Me gustaría creer que sigues siendo una persona honesta. Quiero creer que no eres un fraude, un mentiroso como dicen por aquí. Te conozco de cuando jugábamos en el parque de Comillas, ¿Tanto has cambiado?

Me cuesta aceptarlo. Es paradójico que seas un sacerdote, un predicador de fe y que puedas recurrir al mejor postor para una buena venta o comprar una casa intermedia, cuando sabes la función que cumplen en nuestro grupo social. Esto es ignorar la necesidad de tus vecinos, tus feligreses. No puedes no saberlo, esto deja de ser ingenuidad para transformarse en avaricia.

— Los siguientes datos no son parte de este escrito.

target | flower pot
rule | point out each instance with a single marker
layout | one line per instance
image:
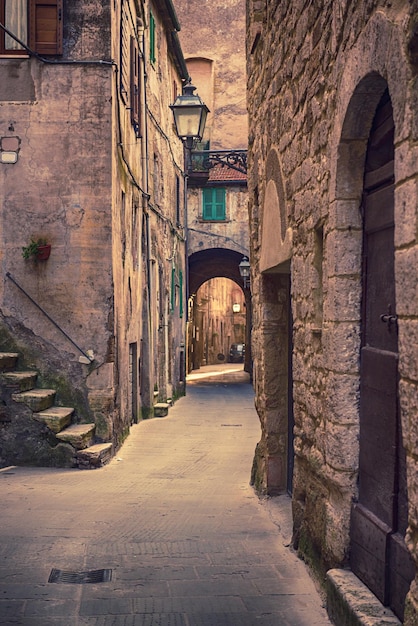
(43, 252)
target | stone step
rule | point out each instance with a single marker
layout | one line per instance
(36, 399)
(23, 381)
(78, 435)
(8, 360)
(95, 456)
(161, 409)
(56, 418)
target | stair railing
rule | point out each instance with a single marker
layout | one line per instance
(10, 277)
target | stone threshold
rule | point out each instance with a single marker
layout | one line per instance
(351, 603)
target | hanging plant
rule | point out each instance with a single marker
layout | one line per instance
(38, 249)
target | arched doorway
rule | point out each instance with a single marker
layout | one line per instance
(379, 555)
(214, 263)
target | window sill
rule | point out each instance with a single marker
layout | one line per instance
(203, 221)
(14, 56)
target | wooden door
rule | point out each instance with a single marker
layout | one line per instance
(379, 555)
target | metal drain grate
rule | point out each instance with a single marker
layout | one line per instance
(80, 578)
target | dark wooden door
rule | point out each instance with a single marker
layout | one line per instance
(378, 523)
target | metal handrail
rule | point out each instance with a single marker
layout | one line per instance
(10, 277)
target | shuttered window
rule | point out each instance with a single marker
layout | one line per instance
(45, 18)
(214, 203)
(36, 23)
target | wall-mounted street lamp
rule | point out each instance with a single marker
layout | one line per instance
(189, 118)
(244, 270)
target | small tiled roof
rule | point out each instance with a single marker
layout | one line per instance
(224, 172)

También es raro creer que pones todo tu capital usufructuado en el distrito, al servicio de un gobierno que no deja de hostigarnos. ¿Por qué lo harías?. ¿Por qué la traición me duele más que la expropiación misma? Te miro, te recuerdo y no te reconozco.

Te daría una lista de todos los activos a disposición de nuestro grupo, para ver si eso saciaría tu sed de más poder y ¿Qué harías mejor?

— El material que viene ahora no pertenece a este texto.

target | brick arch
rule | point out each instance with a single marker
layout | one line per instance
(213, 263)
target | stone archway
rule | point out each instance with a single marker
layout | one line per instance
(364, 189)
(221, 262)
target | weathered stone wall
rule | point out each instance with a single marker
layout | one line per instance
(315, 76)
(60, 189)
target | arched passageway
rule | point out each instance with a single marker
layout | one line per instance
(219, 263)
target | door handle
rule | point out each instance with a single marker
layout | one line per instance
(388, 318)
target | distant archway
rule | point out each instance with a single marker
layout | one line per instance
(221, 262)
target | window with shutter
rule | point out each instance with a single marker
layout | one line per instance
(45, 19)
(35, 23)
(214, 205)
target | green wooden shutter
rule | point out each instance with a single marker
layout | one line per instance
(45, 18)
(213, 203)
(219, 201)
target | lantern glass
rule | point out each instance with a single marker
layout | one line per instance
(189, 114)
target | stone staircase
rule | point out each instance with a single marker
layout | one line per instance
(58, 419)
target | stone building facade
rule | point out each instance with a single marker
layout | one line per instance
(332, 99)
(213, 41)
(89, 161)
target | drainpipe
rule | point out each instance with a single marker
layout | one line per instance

Siempre se te dieron bien los números, no dudo que podrías mirar todos los activos en un instante, y al siguiente, enumerarlos por renta y decidir sobre alguno que fuera un buen negocio para ti y sin pestañear tramar algún artilugio para apropiártelo. 

¿Qué estás pensando y con que criterio analizas tu conciencia?. ¿Cuál es tu opinión sobre nuestros amigos de la infancia que necesitan de nuestras casas intermedias? ¿Acaso no valen para vivir sus propias vidas?. ¿Cuál es el costo de esas vidas?. 

¿Cómo son tus servicios de misa, confesiones y predicación en la nave en Arganzuela, la que funciona como centro de detención?. Si fuera posible te preguntaría por las salvajes golpizas que te han visto dar, u ordenar, en más de una oportunidad. Siendo clérigo, ¿Esto es posible? Quizás no todo sea cierto, ya sabemos que inteligencia siembra a uno y otro lado versiones contradictorias con el solo fin de romper vínculos. Tú que conoces cada centímetro de este distrito, cada familia que lo habita, ¿Cómo pudiste entregar a tantos amigos? ¿Qué has hecho?. ¿Qué predicas que no entiendo? 

No puedo imaginarte siendo el responsable de la masacre de Antonio Leyva, ni de la mayoría de por aquí, de tu barrio de toda la vida. ¿Qué saña se enquistó en ti para odiar tu origen?. ¿Habrías sido testigo alguna situación tan traumática que bloqueara tú empatía? ¿Qué detonó tu lado más salvaje y oscuro?. ¿Por qué la iglesia te apoya ciegamente?.